The direction all this is heading is plain as day. These sites prove that the domain of the browser is not limited to the old way; Hotmail and Mapquest. The browser, as inefficient as it may be, can run our fat apps too. I'm not saying the desktop application will go away. Maybe I will say that in another year.

It began to sink in last week when I was working on a Flash app using an AS3 library for sound synthesis; true realtime DSP in Flash. Our high level languages are getting rich and fast enough to support this kind of thing. JavaScript or some other browser-embedded language is next.

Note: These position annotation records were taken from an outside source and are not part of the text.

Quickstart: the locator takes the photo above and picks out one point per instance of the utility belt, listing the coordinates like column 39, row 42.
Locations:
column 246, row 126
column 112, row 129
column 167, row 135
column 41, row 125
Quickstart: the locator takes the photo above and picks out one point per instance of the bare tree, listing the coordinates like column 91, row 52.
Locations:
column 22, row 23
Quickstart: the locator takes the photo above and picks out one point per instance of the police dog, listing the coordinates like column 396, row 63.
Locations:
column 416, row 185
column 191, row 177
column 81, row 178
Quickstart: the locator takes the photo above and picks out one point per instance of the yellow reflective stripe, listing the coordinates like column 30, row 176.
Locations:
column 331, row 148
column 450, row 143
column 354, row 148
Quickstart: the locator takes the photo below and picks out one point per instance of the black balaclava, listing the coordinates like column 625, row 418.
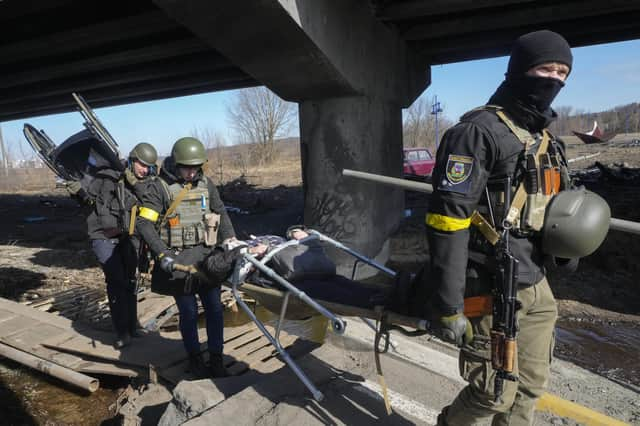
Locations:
column 529, row 98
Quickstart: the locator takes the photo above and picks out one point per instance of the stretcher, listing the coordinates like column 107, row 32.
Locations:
column 291, row 301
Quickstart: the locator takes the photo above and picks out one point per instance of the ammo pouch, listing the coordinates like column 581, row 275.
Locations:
column 211, row 226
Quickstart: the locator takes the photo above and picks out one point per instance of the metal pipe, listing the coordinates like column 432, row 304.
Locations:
column 625, row 226
column 337, row 324
column 616, row 224
column 355, row 254
column 317, row 395
column 387, row 180
column 65, row 374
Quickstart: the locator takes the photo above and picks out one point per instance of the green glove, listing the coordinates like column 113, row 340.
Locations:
column 455, row 328
column 73, row 186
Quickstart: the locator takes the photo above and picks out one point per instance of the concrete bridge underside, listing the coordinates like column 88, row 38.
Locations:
column 351, row 65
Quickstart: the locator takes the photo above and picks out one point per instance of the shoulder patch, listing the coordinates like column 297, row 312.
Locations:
column 457, row 174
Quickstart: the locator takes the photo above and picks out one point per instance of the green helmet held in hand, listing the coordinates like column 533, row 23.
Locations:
column 144, row 153
column 576, row 223
column 189, row 152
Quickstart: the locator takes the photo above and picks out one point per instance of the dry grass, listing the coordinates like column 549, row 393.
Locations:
column 286, row 172
column 25, row 180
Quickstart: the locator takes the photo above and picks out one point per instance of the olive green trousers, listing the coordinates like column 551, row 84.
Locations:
column 535, row 341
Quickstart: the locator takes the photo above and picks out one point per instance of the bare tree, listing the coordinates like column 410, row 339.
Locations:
column 214, row 143
column 259, row 116
column 419, row 125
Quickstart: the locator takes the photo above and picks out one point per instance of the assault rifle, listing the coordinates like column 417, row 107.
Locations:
column 505, row 305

The world has been waiting for something to replace Flash and Java. The problems with Java are a topic for another day. The browser itself needs to be that platform. And that's why I am beginning to like the idea of Chrome OS. Microsoft trotted out Silverlight and I don't know enough about it to say one thing or another. Maybe I'm too political. I'd love Silverlight if it was Google's product, that's for sure. 😡

Microsoft's ubiquity is coming to an end. It's sad, because as a developer, all I want is one platform to develop for. The name of that platform is secondary. The reason I always used Windows is because it had the most application support. However, the web browser provides another path to ubiquity. The time has come to strip back the layers: running DSP in a Flash plugin within Firefox within Windows XP? How about running DSP in a standards-based, platform independent browser language that gets compiled on the fly to machine code on a light Linux kernel? That's the promise of Chrome OS.